You can't really write about Drexciya without mentioning the fantastical mythology that surrounds the duo's music and its themes. On early records the artwork, song titles and aural textures hinted at this underwater-world known as Drexciya. By the time of their mammoth 2cd career spanning compilation The Quest in 1997 the mythology became overt with text and maps etc. It's hard to know if this mythos of an Afro-futurist utopia was originally just vague abstract ideas later retro engineered into something more coherent or was thought through from the start or was somebody else's poetic interpretation of the hints they'd been given. 

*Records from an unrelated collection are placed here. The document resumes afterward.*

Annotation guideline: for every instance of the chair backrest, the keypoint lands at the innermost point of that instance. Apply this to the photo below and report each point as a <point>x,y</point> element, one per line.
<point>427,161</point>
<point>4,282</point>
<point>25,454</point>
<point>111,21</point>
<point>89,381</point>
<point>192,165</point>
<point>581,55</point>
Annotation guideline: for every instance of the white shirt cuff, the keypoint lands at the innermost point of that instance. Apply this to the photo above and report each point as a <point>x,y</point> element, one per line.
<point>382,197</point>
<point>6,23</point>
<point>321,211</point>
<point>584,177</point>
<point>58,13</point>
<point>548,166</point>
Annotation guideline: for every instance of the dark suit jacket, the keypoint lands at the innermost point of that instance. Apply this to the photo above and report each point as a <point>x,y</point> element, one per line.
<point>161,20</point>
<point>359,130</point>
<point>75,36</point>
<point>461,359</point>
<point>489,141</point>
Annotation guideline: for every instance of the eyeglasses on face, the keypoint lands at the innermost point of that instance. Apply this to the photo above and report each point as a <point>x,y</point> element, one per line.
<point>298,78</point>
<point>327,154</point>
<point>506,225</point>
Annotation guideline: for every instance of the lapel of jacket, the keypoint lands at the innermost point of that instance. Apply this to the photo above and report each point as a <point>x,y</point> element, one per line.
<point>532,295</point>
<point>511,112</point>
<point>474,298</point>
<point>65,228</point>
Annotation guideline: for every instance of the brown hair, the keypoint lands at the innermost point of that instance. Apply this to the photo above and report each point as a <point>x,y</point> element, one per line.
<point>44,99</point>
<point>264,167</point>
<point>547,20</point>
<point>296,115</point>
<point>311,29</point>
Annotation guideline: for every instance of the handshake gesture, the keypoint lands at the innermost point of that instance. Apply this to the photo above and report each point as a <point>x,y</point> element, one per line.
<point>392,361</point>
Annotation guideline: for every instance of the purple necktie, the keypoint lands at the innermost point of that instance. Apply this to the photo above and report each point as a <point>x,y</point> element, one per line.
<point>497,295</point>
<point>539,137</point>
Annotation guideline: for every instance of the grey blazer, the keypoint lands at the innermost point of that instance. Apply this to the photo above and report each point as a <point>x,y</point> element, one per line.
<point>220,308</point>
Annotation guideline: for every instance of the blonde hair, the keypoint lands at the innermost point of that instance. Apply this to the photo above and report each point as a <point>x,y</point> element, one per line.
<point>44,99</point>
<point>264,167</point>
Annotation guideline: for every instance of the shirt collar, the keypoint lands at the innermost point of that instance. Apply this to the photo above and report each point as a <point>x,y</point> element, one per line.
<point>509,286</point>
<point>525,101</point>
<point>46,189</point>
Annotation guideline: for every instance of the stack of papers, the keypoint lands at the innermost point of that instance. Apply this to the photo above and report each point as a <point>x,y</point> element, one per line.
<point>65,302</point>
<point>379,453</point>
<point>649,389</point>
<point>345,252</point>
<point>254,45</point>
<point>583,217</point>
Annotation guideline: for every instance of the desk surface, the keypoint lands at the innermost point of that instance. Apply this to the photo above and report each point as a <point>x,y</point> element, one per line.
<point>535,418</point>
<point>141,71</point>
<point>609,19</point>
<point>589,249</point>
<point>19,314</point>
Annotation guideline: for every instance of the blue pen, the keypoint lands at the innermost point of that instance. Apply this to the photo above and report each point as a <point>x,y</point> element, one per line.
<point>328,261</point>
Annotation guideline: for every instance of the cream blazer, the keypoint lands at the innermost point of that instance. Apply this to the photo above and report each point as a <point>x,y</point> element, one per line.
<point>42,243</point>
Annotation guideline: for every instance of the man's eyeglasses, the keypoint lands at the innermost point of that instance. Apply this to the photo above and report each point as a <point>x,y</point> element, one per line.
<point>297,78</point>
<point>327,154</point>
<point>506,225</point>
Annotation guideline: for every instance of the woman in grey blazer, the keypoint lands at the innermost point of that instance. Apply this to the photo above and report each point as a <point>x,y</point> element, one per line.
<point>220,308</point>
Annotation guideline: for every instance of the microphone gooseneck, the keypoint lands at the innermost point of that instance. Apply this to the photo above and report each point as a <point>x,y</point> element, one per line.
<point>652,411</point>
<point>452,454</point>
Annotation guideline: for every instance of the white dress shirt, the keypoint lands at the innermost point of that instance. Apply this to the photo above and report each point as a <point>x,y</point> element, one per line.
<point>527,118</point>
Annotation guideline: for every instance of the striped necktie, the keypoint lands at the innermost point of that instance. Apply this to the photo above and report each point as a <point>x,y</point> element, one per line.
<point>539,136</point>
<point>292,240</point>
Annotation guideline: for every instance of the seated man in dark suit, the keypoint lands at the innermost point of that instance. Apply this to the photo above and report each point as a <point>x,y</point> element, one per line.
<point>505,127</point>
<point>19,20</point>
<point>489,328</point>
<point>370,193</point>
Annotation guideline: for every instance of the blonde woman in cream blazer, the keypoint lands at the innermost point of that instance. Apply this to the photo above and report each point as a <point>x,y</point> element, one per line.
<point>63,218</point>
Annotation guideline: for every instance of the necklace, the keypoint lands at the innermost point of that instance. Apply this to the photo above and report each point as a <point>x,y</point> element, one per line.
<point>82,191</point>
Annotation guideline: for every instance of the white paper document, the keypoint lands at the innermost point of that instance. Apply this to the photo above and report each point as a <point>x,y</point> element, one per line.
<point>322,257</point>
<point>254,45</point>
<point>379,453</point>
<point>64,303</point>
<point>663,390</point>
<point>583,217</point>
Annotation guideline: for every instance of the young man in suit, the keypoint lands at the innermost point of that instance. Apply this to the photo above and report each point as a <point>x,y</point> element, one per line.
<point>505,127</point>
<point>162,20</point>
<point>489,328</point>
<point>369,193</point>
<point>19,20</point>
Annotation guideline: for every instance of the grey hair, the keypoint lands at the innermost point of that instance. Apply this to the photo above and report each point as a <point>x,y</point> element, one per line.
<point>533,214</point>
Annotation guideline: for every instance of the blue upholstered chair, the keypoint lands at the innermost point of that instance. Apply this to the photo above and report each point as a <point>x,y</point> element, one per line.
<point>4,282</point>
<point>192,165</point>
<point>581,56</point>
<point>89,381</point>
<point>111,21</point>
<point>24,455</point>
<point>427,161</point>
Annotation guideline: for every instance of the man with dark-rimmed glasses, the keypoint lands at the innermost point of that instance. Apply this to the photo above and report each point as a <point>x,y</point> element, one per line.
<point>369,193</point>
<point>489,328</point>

Anyway Drexciya is a mythic world that is inhabited by underwater sea-breathing, hastily evolved humanoids known as Drexciyans descended from pregnant mothers thrown off slave ships in the 17th century. Depending on your point of view this can either enhance ("wow man deep") or hinder ("nerds!") your enjoyment of Neptune's Lair. It all kinda puts me in mind of the top 70s Frog-proggers Magma who had a fictional planet Kobaïa and even invented a language Kobaïan

To me this record belongs thematically at least in the tradition of deep sea/aquatic/underwater records that were recorded in the 70s & 80s and released on library record labels. Records such as Fabio Fabor's Aquarium, Walt Rockman's Underwater, Armanda Sciascia's Sea Fantasy and Egisto Machi's Fauna Marina. Since discovering this delightful sub genre of music in the early 00s I have always wondered if James Stinson or Gerald Donald were across these LPs. I have to think they had probably come across one or two whilst digging in the crates if not being aficionados of these much coveted artefacts.